Jacques Lautmann est le troisième du trio porteur en 1967 derrière Guy Palmade Inspecteur général et Marcel Roncayolo, récemment décédé. Il a ensuite été impliqué de près dans la création du CAPES 1969, de l’agrégation 1976, du concours Lettres-sciences sociales rue d’Um,1981 et de la création d’une voie ouverte aux bacheliers ES à HEC.

La filière ES du lycée dévoyée par les économistes

Le Conseil supérieur des programmes vient, semble-t-il, d’approuver des programmes pour la filière ES qui suppriment l’interdisciplinarité des sciences sociales et accroissent très sensiblement la microéconomie hors contexte,  au détriment relatif de la part accordée à la macroéconomie et à ses relations avec les choix politiques.
C’est le reniement du projet interdisciplinaire pédagogique approuvé et porté par Alain Peyrefitte ministre de l’Éducation nationale en 1967. Après deux ans d’expérimentation qui avaient précédé son arrivée rue de Grenelle, il décide de créer, entre la voie littéraire qui privilégie la transmission culturelle et la voie scientifique où les mathématiques sont le socle pour toutes les options, une troisième voie orientée vers la compréhension des sociétés humaines d’hier et d’aujourd’hui.

Dernier vivant du trio porteur à l’origine, il me faut rappeler l’esprit des premiers programmes destinés des lycéens, non des étudiants post baccalauréat.  Les chapitres d’économie devaient ouvrir à la compréhension des relations avec les décisions politiques ( monnaie, budget, fiscalité)  et leurs incidences sociales majeures, l’élargissement des domaines d’intervention de l’Etat ou des collectivités ; montrer notamment que des techniques appuyées sur la comptabilité nationale permettent aux gouvernements d’infléchir le cours des choses. Contrairement aux ragots colportés depuis 50 ans, l’entreprise n’était pas absente, abordée aussi comme un collectif de femmes et d’hommes pour qui contribution et rétribution ne se mesurent pas uniquement dans une comptabilité des moyens humains. Le versant sociologique et sociopolitique proposait quelques éléments sur trois niveaux, la famille, creuset de socialisation et relais de la discipline du vivre en société, les organisations dans une société complexe, et enfin le pouvoir d’Etat, démocratie, égalité des citoyens devant la loi et le suffrage, hiérarchie sociale pluricritères versus totalitarisme. Dans son allocution d’ouverture, lors de la première session d’instructions développées, destinée aux professeurs, historiens ou géographes pour la plupart, volontaires pour assurer ce nouvel enseignement, Alain Peyrefitte reprenait l’expression « Humanités modernes » expliquant que la connaissance historique d’Athènes du V° siècle av J.C.et de la Rome de Cicéron plus  l’adhésion à la laïcité de la République, c’est à dire le bagage ordinaire de la grande majorité des députés d’avant hier, ne pouvait plus suffire.

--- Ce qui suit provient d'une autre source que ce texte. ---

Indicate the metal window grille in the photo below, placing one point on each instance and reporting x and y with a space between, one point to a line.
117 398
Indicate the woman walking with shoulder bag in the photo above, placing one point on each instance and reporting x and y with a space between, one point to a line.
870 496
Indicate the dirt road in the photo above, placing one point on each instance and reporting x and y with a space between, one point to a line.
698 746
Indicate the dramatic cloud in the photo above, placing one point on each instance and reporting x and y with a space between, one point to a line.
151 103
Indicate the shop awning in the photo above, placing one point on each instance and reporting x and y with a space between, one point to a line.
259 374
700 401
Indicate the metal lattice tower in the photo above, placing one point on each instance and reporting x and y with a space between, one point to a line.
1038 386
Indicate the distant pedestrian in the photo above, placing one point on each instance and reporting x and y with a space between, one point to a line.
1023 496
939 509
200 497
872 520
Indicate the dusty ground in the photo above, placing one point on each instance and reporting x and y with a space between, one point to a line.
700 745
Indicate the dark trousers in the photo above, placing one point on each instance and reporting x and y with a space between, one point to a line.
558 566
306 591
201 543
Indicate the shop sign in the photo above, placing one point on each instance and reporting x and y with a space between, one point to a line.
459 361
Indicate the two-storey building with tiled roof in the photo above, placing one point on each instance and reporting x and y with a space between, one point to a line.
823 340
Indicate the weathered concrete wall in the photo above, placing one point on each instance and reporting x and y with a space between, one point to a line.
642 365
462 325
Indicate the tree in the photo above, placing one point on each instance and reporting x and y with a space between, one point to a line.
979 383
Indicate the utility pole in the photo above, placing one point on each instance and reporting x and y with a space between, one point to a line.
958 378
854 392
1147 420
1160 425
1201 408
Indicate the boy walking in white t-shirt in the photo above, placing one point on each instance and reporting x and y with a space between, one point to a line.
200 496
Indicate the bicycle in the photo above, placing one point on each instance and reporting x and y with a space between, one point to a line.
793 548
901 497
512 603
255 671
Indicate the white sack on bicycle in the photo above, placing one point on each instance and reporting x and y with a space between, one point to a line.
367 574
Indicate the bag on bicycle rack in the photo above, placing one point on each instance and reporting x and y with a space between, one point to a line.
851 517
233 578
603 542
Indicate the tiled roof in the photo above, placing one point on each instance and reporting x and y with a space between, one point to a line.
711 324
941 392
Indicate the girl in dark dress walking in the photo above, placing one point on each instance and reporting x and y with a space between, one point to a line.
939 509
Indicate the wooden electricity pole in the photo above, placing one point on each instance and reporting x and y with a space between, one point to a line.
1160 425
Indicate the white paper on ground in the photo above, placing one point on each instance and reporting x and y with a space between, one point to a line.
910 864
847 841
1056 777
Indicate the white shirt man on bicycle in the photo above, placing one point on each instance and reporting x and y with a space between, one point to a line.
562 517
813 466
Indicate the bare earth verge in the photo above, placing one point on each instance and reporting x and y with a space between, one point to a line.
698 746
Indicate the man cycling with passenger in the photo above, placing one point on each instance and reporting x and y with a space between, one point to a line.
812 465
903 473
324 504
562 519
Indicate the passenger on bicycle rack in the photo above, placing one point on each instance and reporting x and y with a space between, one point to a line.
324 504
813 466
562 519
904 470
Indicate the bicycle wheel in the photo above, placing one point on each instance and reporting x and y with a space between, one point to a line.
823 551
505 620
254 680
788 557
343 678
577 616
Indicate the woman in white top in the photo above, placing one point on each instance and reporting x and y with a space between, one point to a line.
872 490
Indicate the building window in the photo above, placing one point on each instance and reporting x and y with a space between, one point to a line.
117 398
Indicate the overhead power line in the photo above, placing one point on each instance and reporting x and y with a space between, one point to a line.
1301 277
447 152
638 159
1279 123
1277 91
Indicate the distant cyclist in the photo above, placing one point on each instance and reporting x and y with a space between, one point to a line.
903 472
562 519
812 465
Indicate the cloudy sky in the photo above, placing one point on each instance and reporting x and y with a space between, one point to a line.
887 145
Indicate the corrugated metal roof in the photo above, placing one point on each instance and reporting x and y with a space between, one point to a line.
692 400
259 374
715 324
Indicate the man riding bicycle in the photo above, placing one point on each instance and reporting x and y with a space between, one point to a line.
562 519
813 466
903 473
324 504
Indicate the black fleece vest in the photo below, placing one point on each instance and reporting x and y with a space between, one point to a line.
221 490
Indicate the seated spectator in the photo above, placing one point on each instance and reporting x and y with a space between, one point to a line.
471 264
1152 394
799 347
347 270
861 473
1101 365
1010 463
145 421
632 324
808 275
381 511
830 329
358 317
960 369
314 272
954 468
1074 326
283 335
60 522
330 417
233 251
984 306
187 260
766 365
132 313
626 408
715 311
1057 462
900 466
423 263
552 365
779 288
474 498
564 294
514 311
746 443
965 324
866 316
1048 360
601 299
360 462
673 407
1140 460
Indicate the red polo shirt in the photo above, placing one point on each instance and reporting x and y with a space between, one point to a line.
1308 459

Des économistes influents de l’enseignement supérieur ont immédiatement déclaré que les bacheliers de cette filière, trop peu formés en calcul différentiel ne pourraient jamais suivre un cursus de sciences économiques. Ce n’était pas le projet mais peu importe ; Ils furent entendus dans des cercles politiques plus soucieux de mettre directement en cause la partialité de gauche, observée ou supposée, des professeurs. Pourtant, à Sciences-po Paris l’accueil fut différent : dès  la création du CAPES spécifique en 1969, une préparation fut organisée qui s’imposa vite comme la meilleure.
    La cabale hostile se développa assez pour que le ministre Olivier Guichard crée une Commission d’évaluation de ces programmes, présidée par Jean Fourastié et où siégeait notamment J.B. Duroselle, l’historien des relations internationales de la Sorbonne. Tous deux étaient fortement favorables à l’interdisciplinarité pédagogique et furent suivis.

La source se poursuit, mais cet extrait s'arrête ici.